Ungenutztes Potenzial

Wie die britische Zeitung «The Guardian» berichtet, will eine Gruppe von Geschäftsfrauen mit einer im ersten Moment sonderbar wirkenden Idee Abhilfe schaffen. Sie plant den Bau einer Stadt, in der künftig ausschliesslich Frauen arbeiten und leben dürfen. Laut der Behörde, die für die Errichtung von Industriestädten (Modon) zuständig ist, soll die Stadt bereits im kommenden Jahr einsatzbereit sein. Hofuf, so der Name der Projektstadt, würde demnach im Osten des Landes entstehen – vier weitere sind in Planung. Der Vizechef von Modon, Saleh al-Rashid, zeigt sich indes zuversichtlich: «Ich bin sicher, dass die Frauen in jenen Berufszweigen glänzen können, die ihren Interessen, ihrem Wesen und ihren Fähigkeiten am besten entsprechen.»

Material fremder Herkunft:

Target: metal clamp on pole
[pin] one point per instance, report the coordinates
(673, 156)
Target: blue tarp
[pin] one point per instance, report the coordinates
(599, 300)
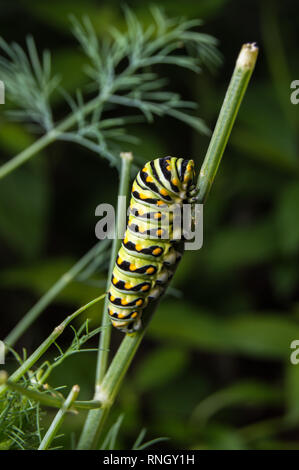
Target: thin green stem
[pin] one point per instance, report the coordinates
(103, 351)
(108, 387)
(46, 399)
(59, 418)
(59, 285)
(36, 355)
(96, 418)
(233, 98)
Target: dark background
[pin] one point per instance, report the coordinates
(214, 370)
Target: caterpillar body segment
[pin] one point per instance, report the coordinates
(150, 251)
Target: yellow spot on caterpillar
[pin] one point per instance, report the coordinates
(150, 270)
(163, 191)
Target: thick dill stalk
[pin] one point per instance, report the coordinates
(108, 388)
(229, 110)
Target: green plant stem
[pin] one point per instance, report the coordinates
(124, 187)
(58, 420)
(46, 299)
(107, 389)
(35, 356)
(233, 98)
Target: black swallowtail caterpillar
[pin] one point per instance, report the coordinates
(149, 254)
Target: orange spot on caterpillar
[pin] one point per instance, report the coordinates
(163, 191)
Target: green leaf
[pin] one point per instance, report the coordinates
(247, 393)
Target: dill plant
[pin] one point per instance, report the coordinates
(121, 74)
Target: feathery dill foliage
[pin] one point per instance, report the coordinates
(19, 422)
(120, 73)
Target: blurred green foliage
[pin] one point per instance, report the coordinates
(214, 370)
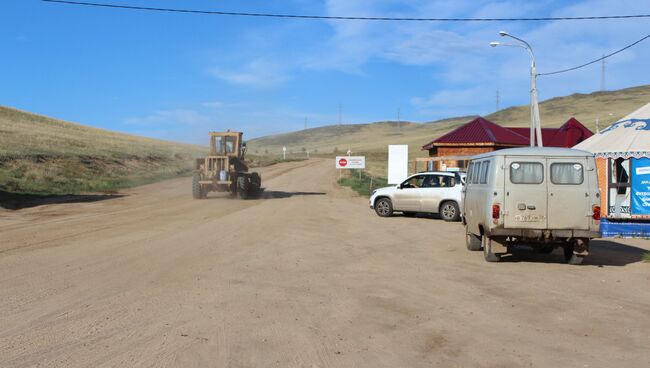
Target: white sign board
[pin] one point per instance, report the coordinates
(350, 162)
(398, 161)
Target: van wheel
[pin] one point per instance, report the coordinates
(449, 211)
(472, 242)
(487, 250)
(546, 250)
(384, 207)
(570, 257)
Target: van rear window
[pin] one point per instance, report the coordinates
(567, 173)
(475, 172)
(526, 173)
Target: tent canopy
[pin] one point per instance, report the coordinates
(629, 137)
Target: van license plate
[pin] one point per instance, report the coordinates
(529, 218)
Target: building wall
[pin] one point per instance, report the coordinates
(457, 151)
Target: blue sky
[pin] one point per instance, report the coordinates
(176, 76)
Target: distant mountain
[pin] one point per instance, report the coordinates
(374, 137)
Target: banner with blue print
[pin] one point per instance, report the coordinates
(641, 186)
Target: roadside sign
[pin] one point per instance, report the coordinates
(350, 162)
(398, 156)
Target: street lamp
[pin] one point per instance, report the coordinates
(535, 123)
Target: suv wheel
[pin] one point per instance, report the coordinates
(449, 211)
(384, 207)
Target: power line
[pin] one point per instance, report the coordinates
(270, 15)
(597, 60)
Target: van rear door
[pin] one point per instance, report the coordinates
(525, 193)
(569, 205)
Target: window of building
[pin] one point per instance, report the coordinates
(476, 172)
(484, 171)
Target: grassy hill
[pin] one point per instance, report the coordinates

Diskriminierung verringern

Es ist vorgesehen, dass die in den Arbeitsstädten ansässigen Unternehmen nur von Frauen geführt werden und ausschliesslich Mitarbeiterinnen beschäftigen. So sollen Arbeitsplätze vor allem in der Textil- und Nahrungsmittelherstellung sowie im pharmazeutischen Bereich entstehen. Das Projekt ist Teil einer Reihe von Reformbemühungen aus dem Königshaus, um die vielkritisierte Diskriminierung der weiblichen Bevölkerung zu verringern. Zu diesen Umstrukturierungen sieht sich das salafistische Regime gezwungen, um die wirtschaftliche Wettbewerbsfähigkeit des Landes zu erhalten. Die Regierung ist auf das hohe – und stetig wachsende – Potenzial der gut ausgebildeten Frauen angewiesen und wird in Zukunft wohl weitere Zugeständnisse zugunsten der Gleichberechtigung machen müssen, damit diese nicht ins liberalere Ausland abwandern.

Musterschüler mit Mängeln

Saudi-Arabien gilt zwar unter den arabischen Ländern mit 91 Prozent Einschulungsquote als Musterbeispiel im Bereich Bildung. Doch auch an den Hochschulen wird nach Geschlechtern separiert. So dürfen Frauen nur per Videoübertragung an Vorlesungen teilnehmen, die von Männern besucht werden. Das neueste Vorhaben der Regierung soll jedoch genau diese Trennung zumindest partiell aufheben. Auf der sogenannten Insel der freien Forschung wird für über 12 Milliarden Dollar eine Eliteuniversität errichtet, auf der das strenge Sharia-Recht nicht gelten soll. Dort dürften Frauen etwa auch Auto fahren und wären in jeder Hinsicht gleichberechtigt mit der männlichen Bevölkerung.